Sunday, April 6, 2014

An unexpected feeling.

Today Michael, Kailye, and I had the opportunity to attend the morning session of conference for The Church of Jesus Christ of Latter Day Saints.  It is the first time any of us have been able to attend.  I love to hear the words from the Lord through his servants.  I love talking with Kk about her feelings about it and to hear her perspective and how different the things are that we each take from the messages.  The Lord truly knows us all and knows what we need to hear.

During conference the Mormon Tabernacle Choir performs much of the music.  I love to hear the messages that music brings to my heart, but today was something different.  Today as they sang the songs my heart ached to sing along. Not just in a way that I felt out of habit that I should be singing the words of the hymns but my heart physically ached to let the spirit flow through my voice.

This past fall my husband's Aunt Valerie passed away and during the few precious days we had to be around her and tell her our feelings of the things she had done for us, many shared their memories and testimonies.  I talked Michael after and told him that I'm not very good at sharing my testimony.  He interrupted me and said something to me I'll never forget and hold dear to my heart. "Yes, you are! When you sing people can feel the spirit and know your testimony. Your testimony comes through your voice."
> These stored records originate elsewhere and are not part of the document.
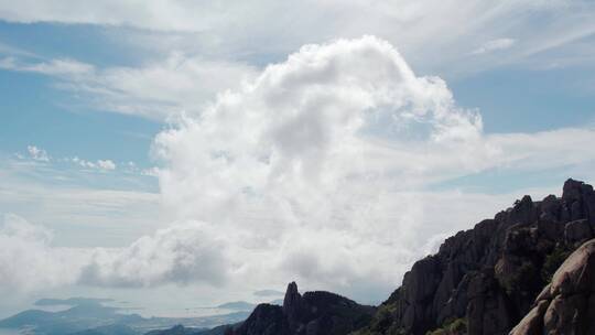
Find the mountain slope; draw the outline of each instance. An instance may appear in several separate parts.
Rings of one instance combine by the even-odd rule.
[[[339,335],[366,325],[375,309],[338,294],[315,291],[302,296],[288,285],[283,306],[258,305],[232,335]]]
[[[569,180],[562,197],[524,196],[415,262],[355,334],[508,334],[567,255],[594,233],[591,185]],[[453,323],[463,326],[446,329]]]

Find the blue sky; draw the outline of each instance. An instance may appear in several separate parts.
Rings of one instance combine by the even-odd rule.
[[[74,269],[0,272],[0,315],[47,288],[148,307],[145,290],[209,304],[298,279],[380,301],[444,236],[593,181],[594,19],[589,1],[0,1],[0,238],[45,259],[31,271]]]

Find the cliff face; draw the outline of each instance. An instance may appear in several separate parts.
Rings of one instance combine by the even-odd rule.
[[[306,292],[288,285],[283,306],[260,304],[230,332],[234,335],[340,335],[358,329],[371,318],[375,309],[329,292]]]
[[[532,311],[562,261],[594,236],[591,185],[569,180],[562,197],[533,202],[524,196],[415,262],[401,288],[357,334],[418,335],[436,328],[436,334],[508,334]],[[552,299],[550,304],[558,303]],[[542,316],[543,309],[532,313]],[[453,329],[452,324],[462,326]]]
[[[510,334],[595,334],[595,239],[564,261]]]

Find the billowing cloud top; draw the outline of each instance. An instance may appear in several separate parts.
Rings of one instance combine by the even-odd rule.
[[[457,107],[441,78],[416,76],[389,43],[305,45],[155,138],[175,225],[126,248],[84,251],[0,230],[11,241],[0,269],[18,268],[10,255],[24,249],[14,241],[44,260],[20,256],[31,272],[0,272],[0,283],[40,278],[32,273],[47,263],[57,269],[41,277],[51,284],[300,280],[386,292],[442,234],[491,214],[473,194],[412,190],[501,165],[580,164],[595,154],[593,138],[591,129],[485,136],[477,111]]]

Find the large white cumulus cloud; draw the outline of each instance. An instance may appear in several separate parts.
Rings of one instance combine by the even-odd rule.
[[[593,170],[593,129],[485,134],[441,78],[416,76],[374,36],[305,45],[237,85],[154,140],[175,224],[127,247],[76,250],[28,224],[4,228],[1,287],[252,291],[299,280],[381,300],[445,236],[521,195],[434,185],[498,169]]]
[[[423,208],[404,191],[432,165],[461,168],[432,153],[480,137],[479,115],[457,108],[442,79],[365,36],[303,46],[162,132],[154,151],[164,201],[217,226],[237,275],[374,284],[397,281],[393,266],[424,233],[411,229]]]
[[[350,203],[375,181],[393,188],[391,174],[410,170],[400,162],[409,150],[396,144],[421,134],[448,145],[480,132],[479,116],[456,108],[443,80],[416,77],[390,44],[366,36],[303,46],[199,119],[161,133],[155,151],[169,163],[165,199],[183,212],[219,220],[237,213],[230,208],[268,204],[295,221],[313,207]]]
[[[420,190],[491,168],[555,166],[584,156],[576,143],[589,139],[485,136],[441,78],[416,76],[392,45],[364,36],[303,46],[160,133],[154,153],[165,204],[216,227],[231,277],[369,299],[511,196]]]

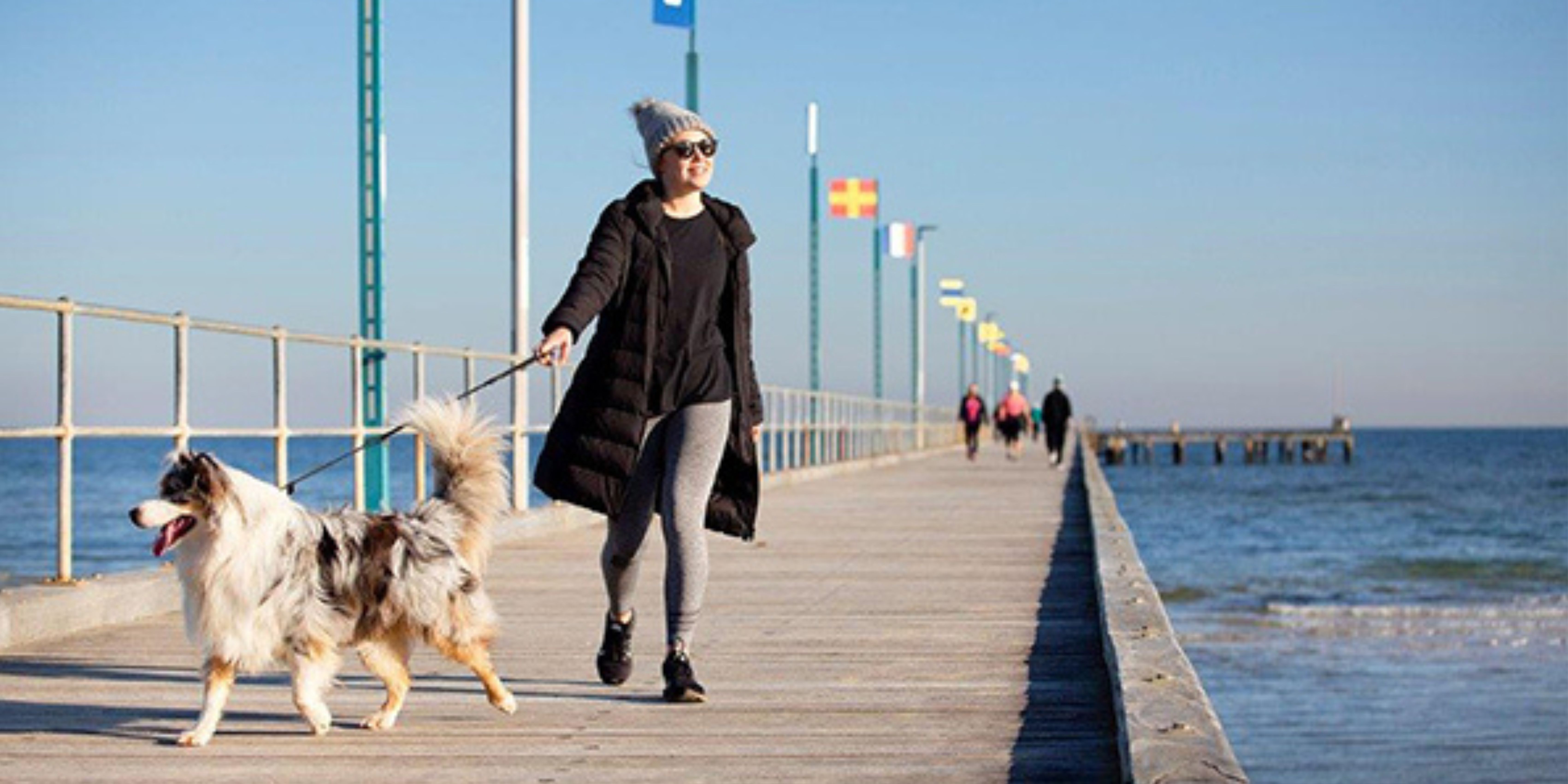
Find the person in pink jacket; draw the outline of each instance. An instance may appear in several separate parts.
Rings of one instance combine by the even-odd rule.
[[[1007,442],[1007,459],[1018,459],[1024,455],[1024,442],[1019,436],[1029,425],[1029,400],[1018,390],[1018,381],[1007,387],[1007,397],[996,406],[996,428]]]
I have taken every opportunity I have had to sing since then.  I know that my talents are a gift from God and that if I chose not to share them I may lose them.  But also, I know that if I do not sing I physically ache to express what I know to be true.  I know I am a daughter of God. I know Christ lives and that I have a purpose here I this life.  I know that part of that purpose is to share my testimony through my voice.